Our prop plane neared Addis in a torrential rainstorm. I had just been telling Jeremy that having kids has cured my fear of flying because I’m either asleep or helping them with something and there’s no time to stare out the window waiting for death. I was proud of my dry palms as we bumped through the clouds.


We hit the runway and immediately ascended again at an alarmingly acute angle. Sweat began to pour out of my nose, pits, palm- if it had sweat glands it was wet. I looked out the window as we zipped above planes waiting to take off. On the same runway we had just landed on. 


The short of it is that once we were above the clouds the pilot explained that it had been too rainy to land, headed out of the city and turned around to land on the same runway on the other direction. The slightly longer is that (1) I don’t think it was the rain but the wrong direction on the runway that was the problem and (2) I could not reign my panic in. I tightened everyone’s seat belts. I made them look at the emergency preparation handout at the “brace” position and had them count the rows to the exit. I whispered to Jeremy that he would take Zeni and I would take Hayden and we would trample the suddenly incompetent looking couple seated by the emergency exit and get our kids out of that plane. 

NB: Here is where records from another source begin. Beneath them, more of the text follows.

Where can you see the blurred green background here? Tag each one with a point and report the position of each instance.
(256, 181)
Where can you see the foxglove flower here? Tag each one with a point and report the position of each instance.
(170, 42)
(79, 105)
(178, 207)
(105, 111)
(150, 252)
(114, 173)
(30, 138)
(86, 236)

We landed ten minutes later, braked hard, and I burst into tears. 
Back at the guest house we ordered pizza for delivery (that is a thing in Addis I was thrilled to learn), I showered off the sweat and was awake all night thinking about different ways to die.

There was one last full day in Addis. Jeremy and Zeni went to a movie and Hayden and I stayed in with a stomach bug. Jeremy made it three hours into my time in the bathroom before he reminded me that, before I tried the Dorze version of moonshine and rare cow meat, he had told me not to. I pointed out that Hayden, who had only ingested Pringles and Fanta for at least 96 hours, was also sick. And that his opinion was not helpful.

we arrived at the Addis airport at 1am and two painful, exhausted hours of security lines, immigration lines, and people cutting in line, were checked in for our ur Egypt Air flight through Cairo to Paris. Caio Caio Ethiopia, we will see you in a few years!